# Colnago Monotitan



## thall (Nov 4, 2005)

Greetings

Here are pictures of my Monotitan, I’d be interested to hear from anyone else who has one and pictures. I love this bike, it rides like a dream and I always get comments on the paint job. 

There is very little information I can find on the Monotitan or even early Colnago titanium frame production, below is what I have been able to loosely piece together. 

1993-1995 - Colnago produced the Bi-Titan(double down tube, Columbus Steel fork , custom drawn 6/4 Ti. ).

1996-97 - Colnago produced the Master Ti.(double down tube, Columbus Steek fork, Custom Drawn 6/4 Ti. , a diamond profile Top-tube + seat-tube ovalized at the BB. 

1998 – Monotitan – diamond profile top-tube, round down tube.

1999 – 01 - Ovalmaster, diamond profile top-tube, oval profile down tube.

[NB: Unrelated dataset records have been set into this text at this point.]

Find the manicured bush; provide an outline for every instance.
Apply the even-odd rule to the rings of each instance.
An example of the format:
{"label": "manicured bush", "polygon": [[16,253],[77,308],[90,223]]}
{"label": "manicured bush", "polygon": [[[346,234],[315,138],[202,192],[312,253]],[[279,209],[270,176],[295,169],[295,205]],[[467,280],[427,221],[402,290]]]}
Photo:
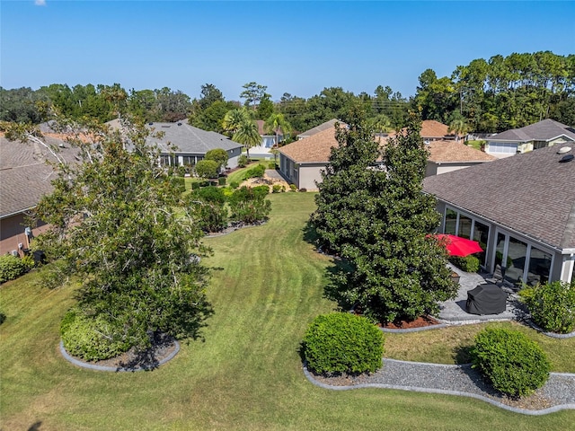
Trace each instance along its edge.
{"label": "manicured bush", "polygon": [[518,330],[487,328],[475,337],[471,356],[473,366],[511,397],[529,395],[549,378],[545,353]]}
{"label": "manicured bush", "polygon": [[256,164],[254,167],[248,169],[245,172],[245,178],[261,178],[266,172],[266,167],[263,164]]}
{"label": "manicured bush", "polygon": [[86,361],[109,359],[129,349],[129,344],[112,339],[113,333],[112,325],[103,316],[89,317],[76,309],[68,311],[60,324],[66,350]]}
{"label": "manicured bush", "polygon": [[274,184],[271,188],[272,193],[281,193],[282,191],[286,191],[286,189],[281,184]]}
{"label": "manicured bush", "polygon": [[465,257],[453,256],[449,258],[449,261],[465,272],[477,272],[479,270],[479,259],[473,255]]}
{"label": "manicured bush", "polygon": [[245,154],[242,154],[237,158],[237,166],[239,168],[245,168],[248,164],[248,157]]}
{"label": "manicured bush", "polygon": [[188,197],[190,212],[204,232],[219,232],[227,226],[226,200],[224,189],[214,186],[194,190]]}
{"label": "manicured bush", "polygon": [[575,281],[553,281],[519,291],[534,321],[550,332],[566,334],[575,329]]}
{"label": "manicured bush", "polygon": [[384,337],[367,319],[335,312],[314,320],[303,347],[307,367],[314,373],[373,373],[382,366]]}
{"label": "manicured bush", "polygon": [[271,210],[271,203],[265,198],[269,191],[268,186],[243,186],[234,190],[229,197],[232,220],[252,224],[267,219]]}
{"label": "manicured bush", "polygon": [[0,283],[18,278],[26,269],[26,262],[22,259],[12,254],[0,256]]}
{"label": "manicured bush", "polygon": [[181,178],[186,175],[186,167],[185,166],[178,166],[176,168],[176,174]]}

2002 - CT1 with titanium frame/carbon rear triangle.

Any other information would appreciated. Also, I know the paint is Art Décor but I have not seen this exact paint job on any other Colnago.

Regards,

Tracy


----------



## slowdave (Nov 29, 2005)

One of the guys i ride with has a bi-titan orange, which has shimano (its just wrong) dura ace on it. His dad bought it for him while in Russa a few years ago. Its a nice piece of artwork that he only rides occationally when his good bikes are not working as well as he would like.


----------



## smokva (Jul 21, 2004)

> Its a nice piece of artwork that he only rides occationally when his good bikes are not working as well as he would like.


He doesn't deserve it


----------



## El Cheapo (May 13, 2005)

*Monotitan! My ride!*

I thought I was the only one that had this Colnago frame (AD-11 Black, Red, White). Very rare to see them around. I still believe that this bike will be the last I ever own. Tell other riders that I want to be buried with this bike when I die. It's that GREAT! Mine has all 1998 Campy Record 9 with 04 Zonda wheels. Lucked out and bought this bike on a consignment rack in 1999. Maybe had 300 miles on it. Perfect condition. Still looks like new after 20,000+ miles.


----------



## edmundjaques (Dec 29, 2005)

FWIW Paint scheme as pictured is AD14. AD= art decor. 14 is yellow in all Colnago schemes. Obvious really. I have an AD14 MXL. Def. one of the best designs IMHO.


----------



## thall (Nov 4, 2005)

Sharp color scheme for sure but not sure it is AD14. What does AD14 indicate, it's yellow? If you go to http://www.trialtir-usa.com/2006-colnago/colors/colors-pre.htm and look up AD14 it is a little different in each model from the Master Light to the Ovalmaster.


----------